Monos can be triggered into seeing color, however, if they find a person known as a Probe. Also incredibly rare, these individuals can activate (for lack of a better word) the eyes of Monos. The Monos then experience a color rush – as their eyes change to see color. It’s an overwhelming experience, causing fainting and blackouts. The Monos only experience color in the presence of their paired Probe.

Needless to say, this change in world view is very disorienting and compelling to the Monos. The experience causes obsessive tendencies and can even result in violence. The Monos desire to be always in the presence of the Probe leads many to stalking, kidnapping, and assault. There have even been cases of Monos eating their Probe partners.

So when our cute young Mono unexpectedly discovers his cute young Probe, all he wants to do is run away before the madness takes him. And all his Probe wants to do is flirt and invade his personal space, red flags of warning be damned.
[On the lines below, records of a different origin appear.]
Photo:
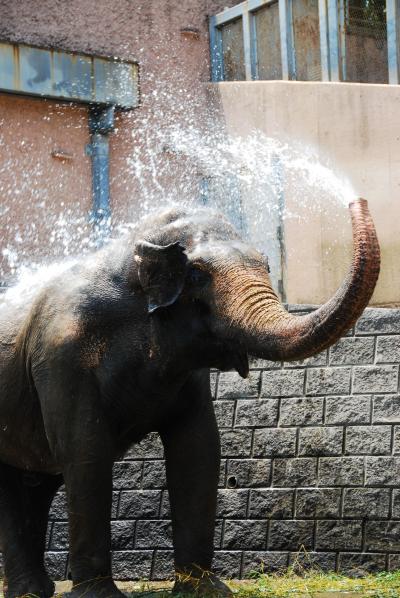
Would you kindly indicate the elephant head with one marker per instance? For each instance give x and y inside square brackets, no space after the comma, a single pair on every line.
[198,260]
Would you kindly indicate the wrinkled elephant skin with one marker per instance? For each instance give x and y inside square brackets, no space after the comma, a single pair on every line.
[120,344]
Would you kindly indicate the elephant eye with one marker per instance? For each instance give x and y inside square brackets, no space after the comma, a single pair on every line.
[197,277]
[266,262]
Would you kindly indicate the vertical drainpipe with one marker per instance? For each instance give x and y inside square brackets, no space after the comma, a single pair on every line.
[101,124]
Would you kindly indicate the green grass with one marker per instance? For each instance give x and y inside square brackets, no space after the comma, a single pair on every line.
[311,584]
[314,583]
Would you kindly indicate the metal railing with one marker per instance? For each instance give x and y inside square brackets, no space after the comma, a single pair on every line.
[326,40]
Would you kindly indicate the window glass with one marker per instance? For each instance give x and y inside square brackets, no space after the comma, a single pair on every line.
[232,50]
[306,40]
[364,41]
[269,62]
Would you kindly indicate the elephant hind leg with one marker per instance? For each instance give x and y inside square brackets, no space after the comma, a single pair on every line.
[25,501]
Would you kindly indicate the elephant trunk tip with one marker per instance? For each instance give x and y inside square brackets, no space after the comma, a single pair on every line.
[358,202]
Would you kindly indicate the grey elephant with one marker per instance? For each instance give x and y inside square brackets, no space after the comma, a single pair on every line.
[119,345]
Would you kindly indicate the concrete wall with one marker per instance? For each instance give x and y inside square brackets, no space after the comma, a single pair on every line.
[310,463]
[354,128]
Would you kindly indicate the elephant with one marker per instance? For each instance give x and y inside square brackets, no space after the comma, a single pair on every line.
[120,344]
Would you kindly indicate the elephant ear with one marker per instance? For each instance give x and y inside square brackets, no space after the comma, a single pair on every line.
[162,271]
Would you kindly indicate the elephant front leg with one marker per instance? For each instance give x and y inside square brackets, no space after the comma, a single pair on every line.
[192,452]
[89,496]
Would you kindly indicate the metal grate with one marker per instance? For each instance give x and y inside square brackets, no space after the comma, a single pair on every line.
[364,41]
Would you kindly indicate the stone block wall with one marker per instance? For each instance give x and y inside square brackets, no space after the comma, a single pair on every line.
[310,470]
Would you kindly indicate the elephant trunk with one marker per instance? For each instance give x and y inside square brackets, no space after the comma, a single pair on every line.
[268,331]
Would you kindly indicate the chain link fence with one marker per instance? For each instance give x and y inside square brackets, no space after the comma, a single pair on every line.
[364,41]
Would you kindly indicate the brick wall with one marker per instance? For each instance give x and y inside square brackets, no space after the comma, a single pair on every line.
[311,463]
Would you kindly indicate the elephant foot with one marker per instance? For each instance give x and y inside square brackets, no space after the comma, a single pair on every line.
[38,585]
[95,588]
[203,584]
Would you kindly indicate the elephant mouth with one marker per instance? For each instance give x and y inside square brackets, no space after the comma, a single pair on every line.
[235,360]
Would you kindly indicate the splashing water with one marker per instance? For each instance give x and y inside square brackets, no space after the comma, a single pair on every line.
[256,180]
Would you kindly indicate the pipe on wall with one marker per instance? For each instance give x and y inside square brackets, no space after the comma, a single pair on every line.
[101,124]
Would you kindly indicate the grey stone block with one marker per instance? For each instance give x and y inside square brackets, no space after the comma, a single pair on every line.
[382,471]
[318,503]
[366,503]
[283,383]
[122,535]
[376,379]
[341,471]
[139,504]
[127,474]
[153,534]
[232,386]
[368,440]
[348,410]
[275,442]
[321,441]
[251,534]
[235,443]
[256,413]
[338,535]
[149,448]
[291,473]
[131,564]
[224,411]
[114,505]
[396,504]
[334,381]
[227,564]
[165,510]
[271,503]
[163,567]
[291,535]
[379,321]
[59,536]
[307,560]
[382,536]
[352,351]
[255,562]
[394,562]
[301,411]
[232,504]
[263,364]
[396,440]
[56,565]
[314,360]
[58,508]
[154,475]
[244,473]
[386,409]
[218,534]
[388,349]
[358,565]
[213,384]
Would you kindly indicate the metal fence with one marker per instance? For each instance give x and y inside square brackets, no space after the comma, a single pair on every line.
[307,40]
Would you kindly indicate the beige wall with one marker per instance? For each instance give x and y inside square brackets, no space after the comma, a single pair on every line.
[356,128]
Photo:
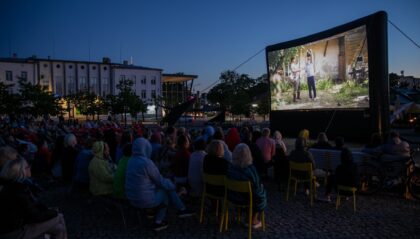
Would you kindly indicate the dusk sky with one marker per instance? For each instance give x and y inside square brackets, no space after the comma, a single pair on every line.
[203,38]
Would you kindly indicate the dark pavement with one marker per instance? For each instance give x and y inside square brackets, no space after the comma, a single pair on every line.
[383,215]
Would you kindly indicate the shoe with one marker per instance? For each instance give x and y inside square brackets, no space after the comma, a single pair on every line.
[257,226]
[185,213]
[160,226]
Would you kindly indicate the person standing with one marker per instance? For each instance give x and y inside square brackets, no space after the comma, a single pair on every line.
[310,74]
[294,66]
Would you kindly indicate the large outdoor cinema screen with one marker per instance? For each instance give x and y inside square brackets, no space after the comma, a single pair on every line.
[328,73]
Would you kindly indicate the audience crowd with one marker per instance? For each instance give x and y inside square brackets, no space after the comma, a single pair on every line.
[150,168]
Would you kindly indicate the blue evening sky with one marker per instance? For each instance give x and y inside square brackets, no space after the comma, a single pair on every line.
[191,36]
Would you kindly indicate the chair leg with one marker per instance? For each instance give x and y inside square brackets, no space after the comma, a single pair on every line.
[337,202]
[202,208]
[217,207]
[250,223]
[354,202]
[222,217]
[263,219]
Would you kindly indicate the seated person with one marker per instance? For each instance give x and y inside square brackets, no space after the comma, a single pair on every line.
[242,169]
[101,170]
[322,142]
[346,174]
[146,188]
[339,143]
[214,163]
[22,215]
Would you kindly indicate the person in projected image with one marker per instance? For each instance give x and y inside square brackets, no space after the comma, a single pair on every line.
[310,74]
[294,66]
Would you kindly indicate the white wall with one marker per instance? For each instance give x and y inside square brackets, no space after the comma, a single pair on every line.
[17,69]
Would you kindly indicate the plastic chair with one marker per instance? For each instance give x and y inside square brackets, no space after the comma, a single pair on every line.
[305,174]
[215,180]
[239,187]
[352,190]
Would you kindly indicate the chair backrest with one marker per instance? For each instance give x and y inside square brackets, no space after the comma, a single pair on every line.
[212,179]
[303,167]
[238,186]
[301,171]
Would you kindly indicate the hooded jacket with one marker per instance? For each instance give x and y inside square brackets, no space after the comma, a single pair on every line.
[143,178]
[101,173]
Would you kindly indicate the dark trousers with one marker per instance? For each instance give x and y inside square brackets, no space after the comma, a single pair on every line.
[311,86]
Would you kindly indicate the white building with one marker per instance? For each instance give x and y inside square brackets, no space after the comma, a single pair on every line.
[64,77]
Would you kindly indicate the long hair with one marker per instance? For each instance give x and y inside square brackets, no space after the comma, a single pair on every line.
[241,156]
[14,170]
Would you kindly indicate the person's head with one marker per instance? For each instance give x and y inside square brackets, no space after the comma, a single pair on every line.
[15,170]
[218,134]
[70,140]
[304,133]
[241,156]
[339,142]
[200,145]
[376,139]
[277,135]
[156,138]
[322,137]
[255,136]
[100,149]
[215,148]
[346,156]
[183,142]
[7,153]
[181,131]
[266,132]
[142,148]
[127,150]
[300,144]
[394,134]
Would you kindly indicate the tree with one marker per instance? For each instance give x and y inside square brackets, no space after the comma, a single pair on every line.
[127,99]
[233,93]
[10,103]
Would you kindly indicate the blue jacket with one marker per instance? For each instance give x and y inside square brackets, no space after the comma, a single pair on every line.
[142,176]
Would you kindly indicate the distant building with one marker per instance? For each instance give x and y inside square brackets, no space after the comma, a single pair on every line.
[409,82]
[176,88]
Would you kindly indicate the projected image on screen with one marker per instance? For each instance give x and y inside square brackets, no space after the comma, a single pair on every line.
[329,73]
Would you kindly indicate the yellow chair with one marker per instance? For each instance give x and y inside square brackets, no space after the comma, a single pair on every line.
[215,180]
[352,190]
[305,168]
[239,187]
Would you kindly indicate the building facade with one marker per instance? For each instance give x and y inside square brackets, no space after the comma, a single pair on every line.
[64,77]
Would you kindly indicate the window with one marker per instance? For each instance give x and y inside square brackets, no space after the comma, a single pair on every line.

He strings along his color-rushed Mono, dolling out small doses of overwhelming color in carefully crafted (and surprisingly thoughtful) experiences. He drapes himself around this fainting, confused cutie and drags him into closets to see rainbows. Even when it’s obvious the experience is having an unsettling effect on the Mono, our slinkly Probe keeps pushing him along. Cause if you can see the world in color… why would you ever go back? Isn’t it worth the gamble of madness? Isn’t it worth turning your life upside down for? Isn’t it… the perfect metaphor for discovering you’re gay?

To say the premise of this series about all the colors of the rainbow is dark is the understatement of the year. It’s deliciously dark. My only complaint about this show is that it didn’t lean in harder to its obvious tonal values. It wanted to be both dark while also cuter than a basket of kittens… which is impossible to pull off under this plot line. I mean, we are told the color rush experience triggers cannibalism in the first episode. You can’t toss out information like that and not have it color, so to speak, the budding relationship.

Honestly, the entire show was just middle of the road for me – the actors, the locations, the cinematography, the side story (which was non existent but could have been awesome), and the romance. Not bad but not good either. Just a solid “eh.” BUT – the plotline elevated this show into a higher status by being so intriguing that every episode felt exciting. The “what if…?” and the “oh god, is he…?” and the “OH MY GOD, IS THAT-?” that you’ll be asking yourself throughout the run time were massively engaging. Ultimately a bit of a let down, too, but enough to propel you forward at an enjoyable speed through this shows short run time.

I’ve got more to say – but it skirts into spoilers, so let’s just drop a quick rating before we get into more. Though it really only deserved a 6 or 7, I’m gonna drop it in the top tier cause I doubt I’ll ever stop thinking about the BL story that tempted me with flesh eating insanity.

Overall Rating: 8/10 – You’ll See Colors and Cannibals Everywhere.